The problem, above all of the other problems I just stated, was that I wasn’t the only one to fall for him. O was right there with me. The more I believed that he was leaving, that he was choosing me, that the forever I saw with him was right around the corner, the more I let him into her life. She loved his children, his gifts, his silly dances in our living room. She loved his big truck and the trips to Chuck E Cheese we took in it. But more than anything, she loved how happy he made me. He made me cheerful, optimistic, silly, fun – all the things a six year old wants in a Mom on a day-to-day basis.
Let’s just skip ahead, why don’t we. It’s a year and a few months after that first meeting and O and I are getting into bed. I realize in this moment that the text I sent earlier in the day breaking it off was the first time I meant it. That all the other times were either a threat, an attempt to light a fire that didn’t exist under him, or a knee-jerk reaction from anger or despair and that when the emotions settled, I would miss him enough to take it all back. This time was different. I no longer had any anger, or sadness. I was relieved to be free of it all, and this is why I knew it was time to tell O.
“You broke up?” She asked, with tears in her eyes. “Why?”
Because he’s a lying sack of shit, I wanted to say. (Okay, maybe some anger resided.)
“Because sometimes people aren’t meant to be together,” I said.
“So, you’re not going to marry him?”
“No, I am not.”
After a few moments, she wiped her eyes and said, “I’m going to miss him a lot.”
“Me too.” I said, crying for the first and only time since ending the relationship.

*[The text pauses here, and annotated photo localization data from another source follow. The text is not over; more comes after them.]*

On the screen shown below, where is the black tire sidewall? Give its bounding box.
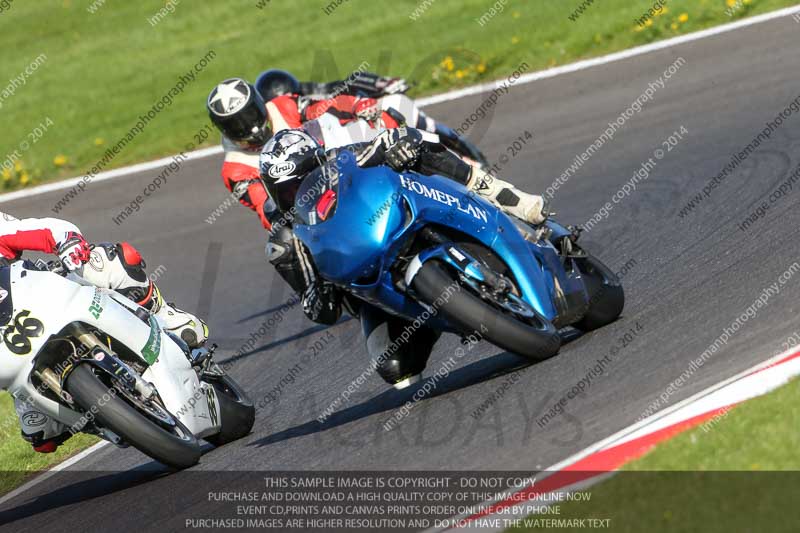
[576,254,625,331]
[204,375,255,446]
[66,364,201,469]
[412,261,561,361]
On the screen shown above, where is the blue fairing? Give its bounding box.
[293,150,588,327]
[295,160,405,283]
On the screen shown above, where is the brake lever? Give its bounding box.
[48,260,67,276]
[32,258,64,274]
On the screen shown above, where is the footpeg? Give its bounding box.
[190,343,217,366]
[190,346,213,367]
[534,225,553,242]
[567,225,582,242]
[99,428,126,447]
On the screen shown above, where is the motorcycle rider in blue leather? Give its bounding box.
[259,127,546,388]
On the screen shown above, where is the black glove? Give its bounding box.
[302,281,342,325]
[385,128,424,171]
[348,72,409,97]
[374,76,409,95]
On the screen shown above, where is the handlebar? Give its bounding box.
[49,261,67,275]
[31,258,67,276]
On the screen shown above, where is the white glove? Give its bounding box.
[57,233,91,271]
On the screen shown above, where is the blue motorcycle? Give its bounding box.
[292,150,624,361]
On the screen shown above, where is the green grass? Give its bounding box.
[0,391,98,496]
[0,0,796,191]
[509,377,800,533]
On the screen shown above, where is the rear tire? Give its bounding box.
[576,254,625,331]
[65,365,201,469]
[412,260,561,361]
[204,375,255,446]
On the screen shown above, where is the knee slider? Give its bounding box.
[372,323,437,385]
[375,350,430,385]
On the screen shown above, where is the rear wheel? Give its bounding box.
[576,254,625,331]
[65,364,201,469]
[411,253,561,361]
[203,375,255,446]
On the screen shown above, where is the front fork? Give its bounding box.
[403,229,538,319]
[63,323,156,400]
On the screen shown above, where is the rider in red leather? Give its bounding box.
[209,77,401,230]
[0,215,89,265]
[210,69,487,231]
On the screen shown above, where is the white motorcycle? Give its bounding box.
[0,260,254,469]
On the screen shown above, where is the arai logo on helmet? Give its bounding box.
[268,161,297,179]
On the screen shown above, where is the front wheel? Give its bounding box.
[411,260,561,361]
[65,365,201,469]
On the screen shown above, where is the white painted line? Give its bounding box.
[423,345,800,532]
[546,344,800,470]
[2,5,798,206]
[416,4,800,107]
[0,441,108,508]
[0,146,223,205]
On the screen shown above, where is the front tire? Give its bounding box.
[412,260,561,361]
[65,365,201,469]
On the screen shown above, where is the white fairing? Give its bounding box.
[316,114,380,148]
[0,262,221,439]
[314,113,440,149]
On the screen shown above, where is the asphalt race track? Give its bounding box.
[3,14,800,532]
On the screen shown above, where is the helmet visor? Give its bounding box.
[218,102,268,141]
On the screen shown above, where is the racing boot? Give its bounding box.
[362,307,439,390]
[151,285,209,349]
[466,167,547,224]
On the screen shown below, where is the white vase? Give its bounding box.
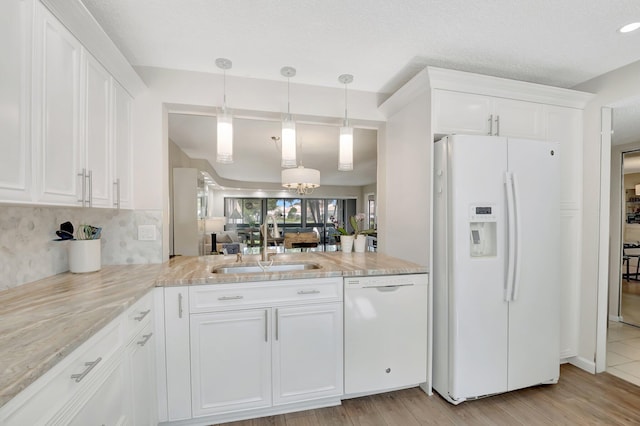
[341,235,354,252]
[354,234,367,253]
[68,239,101,273]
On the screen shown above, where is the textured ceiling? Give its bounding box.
[81,0,640,93]
[81,0,640,182]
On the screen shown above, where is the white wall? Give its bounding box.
[573,59,640,372]
[377,91,431,266]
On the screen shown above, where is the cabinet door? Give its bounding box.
[164,287,192,421]
[67,356,128,426]
[84,52,112,208]
[272,302,343,405]
[190,309,271,417]
[33,2,83,205]
[127,322,157,426]
[0,0,32,202]
[493,98,545,139]
[112,81,133,209]
[433,90,493,136]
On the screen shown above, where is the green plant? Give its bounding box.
[350,213,375,237]
[330,215,349,235]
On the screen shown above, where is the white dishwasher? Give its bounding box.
[344,274,428,395]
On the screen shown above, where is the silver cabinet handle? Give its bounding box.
[218,295,244,301]
[495,115,500,136]
[488,114,493,135]
[264,309,268,342]
[297,289,320,295]
[178,293,183,319]
[113,178,121,208]
[70,357,102,383]
[134,309,151,322]
[275,308,279,341]
[77,169,86,206]
[87,169,93,207]
[137,333,153,346]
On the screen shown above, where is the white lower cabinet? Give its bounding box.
[67,358,128,426]
[190,309,272,417]
[127,320,157,425]
[273,303,343,405]
[0,289,156,426]
[161,278,344,424]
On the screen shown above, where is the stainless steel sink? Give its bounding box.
[212,262,321,274]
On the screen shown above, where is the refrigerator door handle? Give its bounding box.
[511,173,522,301]
[505,172,517,302]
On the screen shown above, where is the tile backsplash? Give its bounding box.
[0,206,163,290]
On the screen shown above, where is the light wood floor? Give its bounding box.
[219,365,640,426]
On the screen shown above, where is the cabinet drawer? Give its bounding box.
[189,278,343,313]
[125,290,154,343]
[0,317,122,425]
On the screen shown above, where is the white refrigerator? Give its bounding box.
[432,134,560,404]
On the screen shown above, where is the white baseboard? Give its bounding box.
[567,356,596,374]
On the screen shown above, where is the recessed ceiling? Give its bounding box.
[168,114,377,186]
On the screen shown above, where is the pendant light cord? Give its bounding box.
[344,81,348,126]
[223,69,227,109]
[287,76,291,115]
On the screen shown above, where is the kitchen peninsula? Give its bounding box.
[0,252,428,425]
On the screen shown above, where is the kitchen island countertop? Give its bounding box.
[0,252,426,409]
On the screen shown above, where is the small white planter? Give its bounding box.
[68,239,101,273]
[354,235,367,253]
[341,235,354,253]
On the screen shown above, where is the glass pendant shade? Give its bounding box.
[216,109,233,164]
[338,126,354,171]
[282,166,320,195]
[281,116,297,168]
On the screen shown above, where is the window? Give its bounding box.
[224,197,356,250]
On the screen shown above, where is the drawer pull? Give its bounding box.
[297,289,320,295]
[137,333,153,346]
[70,357,102,383]
[134,309,151,322]
[178,293,183,319]
[218,295,244,301]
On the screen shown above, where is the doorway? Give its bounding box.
[619,151,640,327]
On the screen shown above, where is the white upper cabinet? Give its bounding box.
[32,1,83,206]
[433,90,545,140]
[83,52,112,208]
[492,97,545,140]
[433,90,493,136]
[112,81,133,209]
[1,0,136,208]
[0,0,32,203]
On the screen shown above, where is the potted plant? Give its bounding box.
[350,213,375,252]
[330,215,352,252]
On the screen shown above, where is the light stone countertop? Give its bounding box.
[0,252,426,409]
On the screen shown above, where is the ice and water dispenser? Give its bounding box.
[469,204,497,257]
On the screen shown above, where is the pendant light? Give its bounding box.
[338,74,354,171]
[216,58,233,164]
[281,66,297,168]
[282,165,320,195]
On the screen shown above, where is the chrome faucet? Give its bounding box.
[261,223,269,261]
[236,252,243,263]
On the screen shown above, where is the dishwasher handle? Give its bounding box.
[363,283,415,291]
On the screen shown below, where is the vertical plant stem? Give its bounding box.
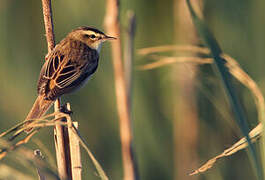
[67,103,82,180]
[41,0,55,52]
[41,0,71,179]
[124,11,136,105]
[104,1,139,180]
[172,0,202,179]
[53,103,71,180]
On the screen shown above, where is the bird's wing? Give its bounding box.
[39,53,87,89]
[38,48,98,100]
[43,54,64,79]
[54,60,87,89]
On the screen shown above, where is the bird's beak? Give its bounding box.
[104,35,117,40]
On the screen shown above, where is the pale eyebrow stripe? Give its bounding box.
[86,30,97,36]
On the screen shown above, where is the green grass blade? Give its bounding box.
[186,0,263,179]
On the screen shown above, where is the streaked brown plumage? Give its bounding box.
[24,26,115,132]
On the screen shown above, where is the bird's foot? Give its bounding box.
[60,104,73,115]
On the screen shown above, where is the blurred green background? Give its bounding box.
[0,0,265,179]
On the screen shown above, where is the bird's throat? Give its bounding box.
[89,41,102,53]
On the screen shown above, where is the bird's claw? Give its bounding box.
[59,104,73,115]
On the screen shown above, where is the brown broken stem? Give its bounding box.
[67,104,82,180]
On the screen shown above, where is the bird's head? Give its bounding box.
[68,26,116,52]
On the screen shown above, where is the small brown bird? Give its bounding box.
[24,26,115,132]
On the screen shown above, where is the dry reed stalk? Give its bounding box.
[173,0,202,179]
[190,123,263,175]
[138,56,212,70]
[67,104,82,180]
[41,0,55,52]
[68,122,81,180]
[138,45,210,55]
[104,1,138,179]
[138,46,265,119]
[124,11,136,110]
[138,45,265,174]
[53,111,72,180]
[41,0,71,179]
[66,118,109,180]
[0,121,65,161]
[0,139,60,179]
[0,131,37,160]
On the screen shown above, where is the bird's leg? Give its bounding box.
[59,103,73,115]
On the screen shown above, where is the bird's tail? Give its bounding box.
[24,95,54,133]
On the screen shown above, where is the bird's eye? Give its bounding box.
[90,34,96,39]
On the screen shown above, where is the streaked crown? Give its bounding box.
[68,26,116,52]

The tears were not for him, but for her. I suddenly found myself falling down something different; a spiral of guilt. Guilt for letting someone who was covered in red flags into my daughter’s life. That I let her believe in a family that will never happen. Guilt for the times that I was glued to my phone, waiting for answers from him. For the times I was sad and miserable because he had let me down. Guilt for not sticking to the plan of never falling in love again and growing old with only O and at least 27 cats. Had I done it all wrong? Was I supposed to wait until everything fit perfectly, and we were ready to merge our lives before introducing them? Was I supposed to keep all of my happiness from her because sometimes the happiness came with despair?
Then, I thought about all of the times he made her laugh. I thought about the times he helped to teach her how to count while playing board games on the floor. I thought about the sweet texts we would secretly send each other when our kids bonded, drawing pictures together or making paper airplanes.
O was never in despair because of him. He never let her down, not once. Her memories of him are only good, happy, full of kindness. I only shared in the joy with her, never the sadness. Despite my anger, my confusions, my never-ending, fleeting feelings of maybe some day…, he was a light in her life, if only for a short time. And I promised from the beginning to fill her life with light. Even if, sometimes, the light goes out.